A group of eminent persons today expressed concern about the “precarious state of affairs” in Venezuela and called on the international community to “remain firm and persistent” in demanding a free and fair election in next month’s standoff which pits incumbent Hugo Chávez against opposition candidate Henrique Capriles (left).
“The situation in the country is marked by a high degree of uncertainty, because no one knows to what lengths Chávez might go to retain his grip on power,” says the group,* which includes Nobel Peace Prize laureate Desmond Tutu, former German president Richard von Weizsäcker, Nobel Peace Prize laureate and former South African president Frederik Willem de Klerk, French philosopher André Glucksmann and Roman Catholic theologian Michael Novak.
“What is clear is that the regime appears increasingly determined to ensure its survival by any means necessary,” say the signatories,* members of the Prague-based Shared Concern Initiative. “Chávez has all the normal advantages of incumbency, but can also be expected to use every available administrative resource at his disposal to ensure re-election.”
In the run up to the poll, there is one question at the forefront of everyone’s mind: does Hugo Chávez still have it? writes Francisco Toro:
By “it”, I mean his legendary, intense, emotional connection with the poor – a kind of attachment that has, for many, a feeling of religious fervor. Of faith. “Chávez is the only one who has ever really cared about the poor” – you hear his supporters say again and again.

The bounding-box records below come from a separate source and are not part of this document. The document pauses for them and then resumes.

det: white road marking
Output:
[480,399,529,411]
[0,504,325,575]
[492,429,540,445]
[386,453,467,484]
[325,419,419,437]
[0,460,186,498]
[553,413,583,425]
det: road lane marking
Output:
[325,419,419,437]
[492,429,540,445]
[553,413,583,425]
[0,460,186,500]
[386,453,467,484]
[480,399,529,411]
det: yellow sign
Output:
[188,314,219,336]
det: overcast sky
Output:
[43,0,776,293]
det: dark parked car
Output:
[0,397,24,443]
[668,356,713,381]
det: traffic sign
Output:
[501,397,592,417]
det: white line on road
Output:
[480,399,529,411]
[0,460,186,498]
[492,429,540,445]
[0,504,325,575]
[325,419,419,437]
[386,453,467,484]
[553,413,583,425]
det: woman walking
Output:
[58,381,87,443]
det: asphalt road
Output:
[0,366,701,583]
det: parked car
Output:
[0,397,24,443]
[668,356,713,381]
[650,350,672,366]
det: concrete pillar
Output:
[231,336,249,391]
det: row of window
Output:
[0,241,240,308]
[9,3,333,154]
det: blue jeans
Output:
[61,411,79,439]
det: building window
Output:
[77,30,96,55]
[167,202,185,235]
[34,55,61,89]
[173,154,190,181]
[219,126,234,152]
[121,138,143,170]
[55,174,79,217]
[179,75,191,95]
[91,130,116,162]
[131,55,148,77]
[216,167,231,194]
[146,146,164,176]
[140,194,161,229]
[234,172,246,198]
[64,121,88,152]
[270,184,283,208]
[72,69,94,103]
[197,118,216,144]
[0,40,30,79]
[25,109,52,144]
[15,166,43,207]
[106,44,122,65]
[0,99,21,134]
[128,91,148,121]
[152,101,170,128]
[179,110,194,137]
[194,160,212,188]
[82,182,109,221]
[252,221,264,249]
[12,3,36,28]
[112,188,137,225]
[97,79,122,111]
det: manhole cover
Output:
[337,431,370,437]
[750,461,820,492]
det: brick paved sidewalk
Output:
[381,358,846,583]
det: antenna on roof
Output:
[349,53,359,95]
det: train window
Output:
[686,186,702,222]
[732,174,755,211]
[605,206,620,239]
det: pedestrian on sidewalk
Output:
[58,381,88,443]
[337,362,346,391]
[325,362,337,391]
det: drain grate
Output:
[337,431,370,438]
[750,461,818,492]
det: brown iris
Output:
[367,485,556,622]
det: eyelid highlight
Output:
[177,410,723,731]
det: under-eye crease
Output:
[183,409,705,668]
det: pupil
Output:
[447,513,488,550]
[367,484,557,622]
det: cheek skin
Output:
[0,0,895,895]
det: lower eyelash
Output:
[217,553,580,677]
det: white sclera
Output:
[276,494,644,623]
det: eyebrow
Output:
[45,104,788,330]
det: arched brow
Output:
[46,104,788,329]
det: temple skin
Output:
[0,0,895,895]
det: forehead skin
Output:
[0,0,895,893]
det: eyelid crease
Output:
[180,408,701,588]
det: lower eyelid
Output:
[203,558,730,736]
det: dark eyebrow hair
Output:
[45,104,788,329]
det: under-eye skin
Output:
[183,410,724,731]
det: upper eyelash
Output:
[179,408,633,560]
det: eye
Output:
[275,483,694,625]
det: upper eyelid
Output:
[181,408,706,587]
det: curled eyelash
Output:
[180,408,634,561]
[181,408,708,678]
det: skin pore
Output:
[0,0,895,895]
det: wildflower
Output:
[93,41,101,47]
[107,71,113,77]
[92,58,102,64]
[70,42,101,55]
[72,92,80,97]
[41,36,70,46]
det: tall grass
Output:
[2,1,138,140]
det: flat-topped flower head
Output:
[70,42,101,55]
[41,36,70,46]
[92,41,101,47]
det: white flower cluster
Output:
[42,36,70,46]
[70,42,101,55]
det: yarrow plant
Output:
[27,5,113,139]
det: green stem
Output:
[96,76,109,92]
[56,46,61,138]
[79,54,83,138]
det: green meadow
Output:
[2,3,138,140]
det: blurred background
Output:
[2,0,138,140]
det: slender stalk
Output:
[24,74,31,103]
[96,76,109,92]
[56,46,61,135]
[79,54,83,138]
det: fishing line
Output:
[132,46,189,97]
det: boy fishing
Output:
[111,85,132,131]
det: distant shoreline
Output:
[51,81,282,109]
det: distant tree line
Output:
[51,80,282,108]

But 14 years on, as even his most hardcore supporters acknowledge, Chávez’s experiment in 21st-century socialism isn’t really working. After the chaotic nationalization of most of the agro-industrial chain –, food shortages have become chronic…. Lines at subsidized government grocery shops are long, and particularly scarce commodities sell out almost the second they’re delivered.
The steel and cement industries can’t produce enough to meet the country’s housing needs; electric utilities have brought chronic blackouts throughout the country; and the phone company has failed to deliver adequate internet access. Venezuelans like to joke that Julian Assange passed over Venezuela for political asylum simply because the internet is so slow there.
Analysts say a strong turnout by disenchanted ex-Chávistas could tip the balance in favor of Capriles, AP reports:
The impression has grown that the president has become too enamored of his own global legacy while neglecting basic needs at home such as infrastructure and public safety. Chávez’s election manifesto of proposals for his next six-year term trumpets abstract ideas such as “preserving life on the planet and helping to save mankind,” a “new international geopolitics” and “a continuation of the 21st century socialism.”
“The votes of those who have changed sides are key in this race because without them, it would be impossible for Capriles to win,” said Luis Vicente Leon, president of Datanalisis.
Capriles has “edged closer” to Chávez, according to recent polls, but still lags behind the incumbent in the run-up to the October 7 poll.
“It has taken Venezuela’s long-suffering opposition movement 14 years to decode Chávez’s intoxicating appeal and formulate a compelling alternative,” writes Toro, editor of the Caracas Chronicles blog:
Capriles can’t match Chávez for charisma, and doesn’t try to. But after 14 years of deepening economic dysfunction, administrative chaos and dependence on oil, he has sensed an opening for a no-nonsense campaign centered on institutionalizing the revolution’s social advances while sweeping away its legacy of political sectarianism, ideological rigidity and mismanagement.
“Never again should you have to show a Socialist party membership card to access a social programme,” Capriles says in his stump speech, invariably bringing the house down. The line hits home because every person in the audience knows someone who has been shut out of access to the latest oil bonanza for ideological deviance.
Chávez has insisted that buffalos will pass through the eye of a needle before he gives up power.
So what if he loses? The Economist asks:
He said earlier this month that a Capriles victory would lead to a “profound destabilization” of Venezuela, which might even cause “civil war”. The opposition worries that the army might back the president if he decided not to recognize defeat. In 2010 General Henry Rangel Silva, now the defense minister, said the armed forces were “wedded” to Mr Chávez’s socialist project and would find it “difficult” to accept a change of government, though he later qualified these comments. The president himself often says the army is Chávista.
Even if the army is not Chávista, though, most state institutions are. They will pose daunting problems to Mr Capriles if he wins. Should Mr Chávez win, he will try to use their power to make his “revolution” irreversible. But he is likely to find that power harder to wield in a country that is showing itself to be a lot more evenly divided than in the past.
*Frederik Willem de Klerk was President of South Africa and a Nobel Peace Prize laureate. André Glucksmann is a philosopher and essayist. Vartan Gregorian is President of Carnegie Corporation. Michael Novak is a Roman Catholic theologian [and former board member of the National Endowment for Democracy]. Yohei Sasakawa is President of the Sasakawa Peace Foundation. Desmond Tutu is a Nobel Peace Prize laureate. Richard von Weizsäcker was President of Germany. Grigory Yavlinsky is Chairman of the Russian United Democratic Party Yabloko. They are all members of the Prague-based Shared Concern Initiative.